Why the atmospheres of the rocky planets in the inner Solar System evolved so differently over 4.6 billion years is key to understanding what makes a planet habitable. While Earth is a life-rich water-world, our smaller neighbour Mars lost much of its atmosphere early in its history, transforming from a warm and wet environment to the cold and arid plains that we observe today. By contrast, Earth’s other neighbour Venus, which although inhospitable today is comparable in size to our own planet, and has a dense atmosphere.
One way that is often thought to help protect a planet’s atmosphere is through an internally generated magnetic field, such as at Earth. The magnetic field deflects charged particles of the solar wind as they stream away from the Sun, carving out a protective ‘bubble’ – the magnetosphere – around the planet.
At Mars and Venus, which don’t generate an internal magnetic field, the main obstacle to the solar wind is the upper atmosphere, or ionosphere. Just as on Earth, solar ultraviolet radiation separates electrons from the atoms and molecules in this region, creating a region of electrically charged – ionised – gas: the ionosphere. At Mars and Venus this ionised layer interacts directly with the solar wind and its magnetic field to create an induced magnetosphere, which acts to slow and divert the solar wind around the planet.
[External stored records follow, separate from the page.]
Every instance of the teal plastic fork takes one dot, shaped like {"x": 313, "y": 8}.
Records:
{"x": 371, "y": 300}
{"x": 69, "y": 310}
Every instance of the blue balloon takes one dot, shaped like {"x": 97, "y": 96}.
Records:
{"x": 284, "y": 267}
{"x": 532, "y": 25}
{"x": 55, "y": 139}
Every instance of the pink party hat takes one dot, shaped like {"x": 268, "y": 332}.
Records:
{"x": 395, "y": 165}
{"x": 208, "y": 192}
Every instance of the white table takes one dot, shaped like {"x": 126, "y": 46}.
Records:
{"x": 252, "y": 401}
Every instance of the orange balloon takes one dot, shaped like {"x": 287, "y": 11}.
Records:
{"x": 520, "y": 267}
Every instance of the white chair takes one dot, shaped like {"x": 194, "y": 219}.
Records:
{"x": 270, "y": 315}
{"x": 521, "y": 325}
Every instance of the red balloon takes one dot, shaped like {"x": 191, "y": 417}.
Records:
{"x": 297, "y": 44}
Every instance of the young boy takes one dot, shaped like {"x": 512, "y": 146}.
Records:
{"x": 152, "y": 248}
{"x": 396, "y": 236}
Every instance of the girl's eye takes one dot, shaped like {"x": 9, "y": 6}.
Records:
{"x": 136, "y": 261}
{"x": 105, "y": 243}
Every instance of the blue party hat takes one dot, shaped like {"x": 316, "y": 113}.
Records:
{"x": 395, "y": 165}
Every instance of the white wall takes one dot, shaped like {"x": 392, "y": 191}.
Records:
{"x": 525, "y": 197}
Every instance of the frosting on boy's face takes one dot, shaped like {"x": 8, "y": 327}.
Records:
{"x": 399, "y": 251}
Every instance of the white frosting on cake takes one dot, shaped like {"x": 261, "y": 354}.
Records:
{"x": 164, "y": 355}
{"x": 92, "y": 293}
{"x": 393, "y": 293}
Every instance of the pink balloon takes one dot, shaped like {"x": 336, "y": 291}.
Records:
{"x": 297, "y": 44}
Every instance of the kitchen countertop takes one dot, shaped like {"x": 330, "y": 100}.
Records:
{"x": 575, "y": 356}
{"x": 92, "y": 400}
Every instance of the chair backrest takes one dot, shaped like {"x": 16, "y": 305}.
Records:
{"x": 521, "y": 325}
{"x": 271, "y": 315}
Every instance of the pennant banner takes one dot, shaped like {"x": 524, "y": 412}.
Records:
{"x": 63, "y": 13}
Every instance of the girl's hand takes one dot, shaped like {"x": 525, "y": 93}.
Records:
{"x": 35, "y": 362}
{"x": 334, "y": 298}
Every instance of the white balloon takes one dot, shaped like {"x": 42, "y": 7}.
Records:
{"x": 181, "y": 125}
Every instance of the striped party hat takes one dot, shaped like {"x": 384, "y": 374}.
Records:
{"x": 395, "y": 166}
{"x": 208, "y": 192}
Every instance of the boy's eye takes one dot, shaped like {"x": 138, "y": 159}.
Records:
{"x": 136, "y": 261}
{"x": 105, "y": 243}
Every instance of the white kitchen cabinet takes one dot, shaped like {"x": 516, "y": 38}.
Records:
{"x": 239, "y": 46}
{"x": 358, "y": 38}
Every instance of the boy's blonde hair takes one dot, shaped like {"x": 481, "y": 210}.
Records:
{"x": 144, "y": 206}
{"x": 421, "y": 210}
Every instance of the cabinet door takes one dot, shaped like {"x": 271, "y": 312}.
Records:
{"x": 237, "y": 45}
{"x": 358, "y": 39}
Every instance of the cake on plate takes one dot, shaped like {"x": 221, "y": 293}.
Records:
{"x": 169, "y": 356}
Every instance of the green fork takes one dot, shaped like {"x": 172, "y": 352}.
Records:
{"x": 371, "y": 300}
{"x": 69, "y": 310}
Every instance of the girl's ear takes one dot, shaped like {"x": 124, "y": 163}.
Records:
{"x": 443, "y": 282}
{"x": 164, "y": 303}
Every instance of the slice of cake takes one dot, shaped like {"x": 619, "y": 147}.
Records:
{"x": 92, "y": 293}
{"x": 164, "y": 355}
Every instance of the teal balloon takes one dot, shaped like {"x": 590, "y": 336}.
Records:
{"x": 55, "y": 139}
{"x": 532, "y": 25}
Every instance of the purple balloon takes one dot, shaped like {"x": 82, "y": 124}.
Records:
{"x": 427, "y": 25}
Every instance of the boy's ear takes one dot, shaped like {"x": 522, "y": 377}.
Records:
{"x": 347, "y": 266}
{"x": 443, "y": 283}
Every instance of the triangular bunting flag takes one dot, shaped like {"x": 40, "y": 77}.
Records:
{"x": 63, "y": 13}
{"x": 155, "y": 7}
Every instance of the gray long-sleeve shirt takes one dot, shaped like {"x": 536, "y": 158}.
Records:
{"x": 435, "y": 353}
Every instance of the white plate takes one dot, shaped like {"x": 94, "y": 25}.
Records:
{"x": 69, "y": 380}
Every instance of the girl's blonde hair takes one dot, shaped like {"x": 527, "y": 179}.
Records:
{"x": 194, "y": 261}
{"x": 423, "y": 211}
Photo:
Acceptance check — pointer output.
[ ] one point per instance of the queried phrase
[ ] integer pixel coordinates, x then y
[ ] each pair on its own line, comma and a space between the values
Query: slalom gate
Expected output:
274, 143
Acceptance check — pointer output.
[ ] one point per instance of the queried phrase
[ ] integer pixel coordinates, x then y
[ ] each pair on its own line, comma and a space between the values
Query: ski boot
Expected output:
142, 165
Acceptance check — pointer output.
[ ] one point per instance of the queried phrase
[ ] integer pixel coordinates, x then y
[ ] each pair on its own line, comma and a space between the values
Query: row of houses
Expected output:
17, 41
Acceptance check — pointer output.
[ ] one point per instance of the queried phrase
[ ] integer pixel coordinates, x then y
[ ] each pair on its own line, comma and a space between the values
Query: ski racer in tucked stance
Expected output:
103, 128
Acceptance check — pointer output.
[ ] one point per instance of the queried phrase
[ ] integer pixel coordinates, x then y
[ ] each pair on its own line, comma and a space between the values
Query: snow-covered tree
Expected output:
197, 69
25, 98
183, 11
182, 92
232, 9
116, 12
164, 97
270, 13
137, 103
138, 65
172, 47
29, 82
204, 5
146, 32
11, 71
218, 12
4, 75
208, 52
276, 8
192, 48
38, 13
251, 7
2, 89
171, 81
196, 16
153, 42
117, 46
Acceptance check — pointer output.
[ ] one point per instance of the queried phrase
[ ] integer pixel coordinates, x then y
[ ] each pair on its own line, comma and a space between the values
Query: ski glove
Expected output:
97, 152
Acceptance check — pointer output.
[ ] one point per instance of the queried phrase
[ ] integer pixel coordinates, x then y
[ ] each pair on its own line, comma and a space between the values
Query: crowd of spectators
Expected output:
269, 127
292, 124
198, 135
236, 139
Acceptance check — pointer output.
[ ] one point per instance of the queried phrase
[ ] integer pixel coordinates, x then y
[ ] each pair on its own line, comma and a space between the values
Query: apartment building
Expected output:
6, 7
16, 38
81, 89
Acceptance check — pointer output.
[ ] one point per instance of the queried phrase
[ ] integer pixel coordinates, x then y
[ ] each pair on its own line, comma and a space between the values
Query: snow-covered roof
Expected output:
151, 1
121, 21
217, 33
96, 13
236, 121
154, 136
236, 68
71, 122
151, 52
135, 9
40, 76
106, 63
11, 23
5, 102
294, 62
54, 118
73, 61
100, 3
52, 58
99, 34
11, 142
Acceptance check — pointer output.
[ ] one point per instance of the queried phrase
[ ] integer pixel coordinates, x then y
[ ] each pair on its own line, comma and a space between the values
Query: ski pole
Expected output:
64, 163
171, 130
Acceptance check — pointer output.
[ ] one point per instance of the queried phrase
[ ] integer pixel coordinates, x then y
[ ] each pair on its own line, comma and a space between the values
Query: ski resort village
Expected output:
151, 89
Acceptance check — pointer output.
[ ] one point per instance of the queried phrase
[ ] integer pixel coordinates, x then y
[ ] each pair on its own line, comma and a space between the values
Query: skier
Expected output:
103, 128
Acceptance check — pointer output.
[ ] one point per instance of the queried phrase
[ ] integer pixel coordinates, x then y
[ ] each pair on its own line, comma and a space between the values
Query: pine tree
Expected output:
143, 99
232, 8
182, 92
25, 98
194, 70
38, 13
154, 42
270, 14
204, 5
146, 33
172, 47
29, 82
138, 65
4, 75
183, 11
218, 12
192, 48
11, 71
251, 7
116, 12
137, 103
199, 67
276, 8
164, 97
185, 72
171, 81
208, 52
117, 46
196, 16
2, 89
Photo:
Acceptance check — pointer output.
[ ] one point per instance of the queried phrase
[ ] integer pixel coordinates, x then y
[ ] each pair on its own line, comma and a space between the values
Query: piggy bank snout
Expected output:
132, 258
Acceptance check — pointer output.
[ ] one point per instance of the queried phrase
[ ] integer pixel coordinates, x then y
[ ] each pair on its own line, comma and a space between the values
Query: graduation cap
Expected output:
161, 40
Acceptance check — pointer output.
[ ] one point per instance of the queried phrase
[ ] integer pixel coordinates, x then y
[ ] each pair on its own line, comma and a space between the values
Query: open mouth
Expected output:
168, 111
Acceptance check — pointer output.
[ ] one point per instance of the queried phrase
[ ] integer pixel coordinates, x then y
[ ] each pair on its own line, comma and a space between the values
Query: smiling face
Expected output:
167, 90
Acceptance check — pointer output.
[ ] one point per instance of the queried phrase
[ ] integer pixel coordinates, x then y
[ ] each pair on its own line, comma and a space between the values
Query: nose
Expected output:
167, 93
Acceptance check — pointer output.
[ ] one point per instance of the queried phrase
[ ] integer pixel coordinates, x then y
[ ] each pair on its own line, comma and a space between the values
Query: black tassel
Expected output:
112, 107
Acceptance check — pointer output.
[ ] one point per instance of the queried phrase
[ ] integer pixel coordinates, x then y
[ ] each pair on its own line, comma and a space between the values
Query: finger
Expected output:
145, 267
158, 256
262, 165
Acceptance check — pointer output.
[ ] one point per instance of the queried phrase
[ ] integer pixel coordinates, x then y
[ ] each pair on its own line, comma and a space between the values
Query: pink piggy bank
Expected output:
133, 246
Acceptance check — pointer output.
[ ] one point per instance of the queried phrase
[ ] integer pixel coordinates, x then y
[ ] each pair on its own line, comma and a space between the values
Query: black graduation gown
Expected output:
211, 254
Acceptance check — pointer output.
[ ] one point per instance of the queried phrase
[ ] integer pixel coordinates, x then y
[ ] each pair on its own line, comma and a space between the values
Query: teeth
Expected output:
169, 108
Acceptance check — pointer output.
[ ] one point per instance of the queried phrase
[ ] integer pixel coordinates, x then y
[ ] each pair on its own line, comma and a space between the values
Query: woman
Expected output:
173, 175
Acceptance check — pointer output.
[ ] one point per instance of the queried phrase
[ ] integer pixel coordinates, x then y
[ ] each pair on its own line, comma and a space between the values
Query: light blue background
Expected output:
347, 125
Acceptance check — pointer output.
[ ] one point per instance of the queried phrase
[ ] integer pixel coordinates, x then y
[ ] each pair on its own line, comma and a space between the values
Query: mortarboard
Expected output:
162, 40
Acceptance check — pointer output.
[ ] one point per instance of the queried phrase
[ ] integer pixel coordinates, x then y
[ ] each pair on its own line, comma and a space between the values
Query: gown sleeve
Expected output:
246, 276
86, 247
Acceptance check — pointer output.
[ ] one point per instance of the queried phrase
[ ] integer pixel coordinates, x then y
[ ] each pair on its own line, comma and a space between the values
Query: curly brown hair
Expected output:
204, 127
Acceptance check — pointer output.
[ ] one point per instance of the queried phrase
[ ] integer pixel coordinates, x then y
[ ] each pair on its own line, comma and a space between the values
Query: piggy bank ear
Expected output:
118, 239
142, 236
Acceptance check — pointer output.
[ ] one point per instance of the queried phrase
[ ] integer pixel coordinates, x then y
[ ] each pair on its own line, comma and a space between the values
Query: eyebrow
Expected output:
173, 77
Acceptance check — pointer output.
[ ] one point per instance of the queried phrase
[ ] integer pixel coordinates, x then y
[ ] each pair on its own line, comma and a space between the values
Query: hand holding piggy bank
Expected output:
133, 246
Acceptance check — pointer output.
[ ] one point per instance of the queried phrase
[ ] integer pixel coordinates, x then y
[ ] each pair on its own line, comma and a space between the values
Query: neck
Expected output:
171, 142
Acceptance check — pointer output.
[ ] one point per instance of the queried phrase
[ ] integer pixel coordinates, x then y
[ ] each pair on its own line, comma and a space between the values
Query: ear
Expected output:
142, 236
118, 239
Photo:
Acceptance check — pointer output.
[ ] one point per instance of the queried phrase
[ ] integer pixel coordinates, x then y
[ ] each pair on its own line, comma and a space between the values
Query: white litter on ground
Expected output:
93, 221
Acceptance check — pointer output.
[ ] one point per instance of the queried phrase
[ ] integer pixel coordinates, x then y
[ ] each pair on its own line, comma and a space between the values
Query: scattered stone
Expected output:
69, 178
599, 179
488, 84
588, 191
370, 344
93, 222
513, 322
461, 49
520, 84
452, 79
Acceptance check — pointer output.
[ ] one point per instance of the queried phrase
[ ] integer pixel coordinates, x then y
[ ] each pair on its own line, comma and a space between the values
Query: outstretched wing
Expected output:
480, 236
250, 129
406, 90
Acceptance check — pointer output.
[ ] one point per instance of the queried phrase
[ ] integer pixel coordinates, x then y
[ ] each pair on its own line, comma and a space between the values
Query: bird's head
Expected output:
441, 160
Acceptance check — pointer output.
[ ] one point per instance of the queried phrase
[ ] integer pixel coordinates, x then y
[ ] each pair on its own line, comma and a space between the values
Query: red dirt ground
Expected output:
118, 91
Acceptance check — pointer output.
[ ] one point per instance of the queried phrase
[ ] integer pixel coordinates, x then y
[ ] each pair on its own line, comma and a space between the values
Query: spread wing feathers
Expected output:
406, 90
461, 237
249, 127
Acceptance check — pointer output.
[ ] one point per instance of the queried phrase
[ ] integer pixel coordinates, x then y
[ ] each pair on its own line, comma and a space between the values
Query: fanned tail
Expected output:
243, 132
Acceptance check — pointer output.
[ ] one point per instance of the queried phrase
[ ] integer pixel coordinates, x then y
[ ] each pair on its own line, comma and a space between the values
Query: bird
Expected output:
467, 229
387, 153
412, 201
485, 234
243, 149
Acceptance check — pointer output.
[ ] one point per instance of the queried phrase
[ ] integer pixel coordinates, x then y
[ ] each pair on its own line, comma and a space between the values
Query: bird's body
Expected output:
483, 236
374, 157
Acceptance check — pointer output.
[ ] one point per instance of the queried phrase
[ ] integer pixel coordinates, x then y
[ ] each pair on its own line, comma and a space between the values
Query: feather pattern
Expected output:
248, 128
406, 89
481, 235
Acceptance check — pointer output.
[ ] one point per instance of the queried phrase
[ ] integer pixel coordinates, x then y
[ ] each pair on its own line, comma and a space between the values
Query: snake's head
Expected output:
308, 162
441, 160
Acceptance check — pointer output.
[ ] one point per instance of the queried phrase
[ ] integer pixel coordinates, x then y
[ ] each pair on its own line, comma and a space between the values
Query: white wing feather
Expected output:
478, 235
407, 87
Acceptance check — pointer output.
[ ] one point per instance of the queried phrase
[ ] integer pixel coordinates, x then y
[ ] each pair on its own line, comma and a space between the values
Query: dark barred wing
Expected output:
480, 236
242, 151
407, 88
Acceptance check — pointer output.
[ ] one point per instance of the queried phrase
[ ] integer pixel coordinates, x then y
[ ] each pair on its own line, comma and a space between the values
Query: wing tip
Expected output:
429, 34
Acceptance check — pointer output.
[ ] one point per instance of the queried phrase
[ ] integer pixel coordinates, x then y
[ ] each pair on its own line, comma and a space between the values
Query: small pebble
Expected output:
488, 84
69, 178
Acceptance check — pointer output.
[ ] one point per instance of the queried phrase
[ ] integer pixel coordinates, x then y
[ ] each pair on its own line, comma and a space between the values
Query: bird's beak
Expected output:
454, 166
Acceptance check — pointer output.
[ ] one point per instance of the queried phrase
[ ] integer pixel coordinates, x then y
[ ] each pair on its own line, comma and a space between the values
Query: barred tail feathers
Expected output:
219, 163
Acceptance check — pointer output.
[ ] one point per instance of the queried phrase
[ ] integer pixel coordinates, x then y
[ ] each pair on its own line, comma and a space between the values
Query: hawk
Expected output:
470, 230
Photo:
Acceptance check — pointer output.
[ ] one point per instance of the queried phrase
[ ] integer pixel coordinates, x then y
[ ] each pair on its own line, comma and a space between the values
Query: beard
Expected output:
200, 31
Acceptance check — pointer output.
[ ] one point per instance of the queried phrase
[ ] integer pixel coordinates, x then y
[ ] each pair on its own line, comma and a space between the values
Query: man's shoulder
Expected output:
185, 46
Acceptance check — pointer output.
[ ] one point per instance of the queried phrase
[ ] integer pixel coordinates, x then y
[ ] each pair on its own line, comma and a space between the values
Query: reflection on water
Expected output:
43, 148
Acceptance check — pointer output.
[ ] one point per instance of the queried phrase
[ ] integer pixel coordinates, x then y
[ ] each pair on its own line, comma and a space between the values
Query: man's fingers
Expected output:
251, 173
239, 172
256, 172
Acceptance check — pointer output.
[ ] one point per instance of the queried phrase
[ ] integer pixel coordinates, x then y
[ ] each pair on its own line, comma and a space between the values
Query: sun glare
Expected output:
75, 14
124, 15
For 14 years, ESA’s Mars Express has been looking at charged ions, such as oxygen and carbon dioxide, flowing out to space in order to better understand the rate at which the atmosphere is escaping the planet.
The study has uncovered a surprising effect, with the Sun’s ultraviolet radiation playing a more important role than previously thought.
“We used to think that the ion escape occurs due to an effective transfer of the solar wind energy through the martian induced magnetic barrier to the ionosphere,” says Robin Ramstad of the Swedish Institute of Space Physics, and lead author of the Mars Express study.
“Perhaps counter-intuitively, what we actually see is that the increased ion production triggered by ultraviolet solar radiation shields the planet’s atmosphere from the energy carried by the solar wind, but very little energy is actually required for the ions to escape by themselves, due to the low gravity binding the atmosphere to Mars.”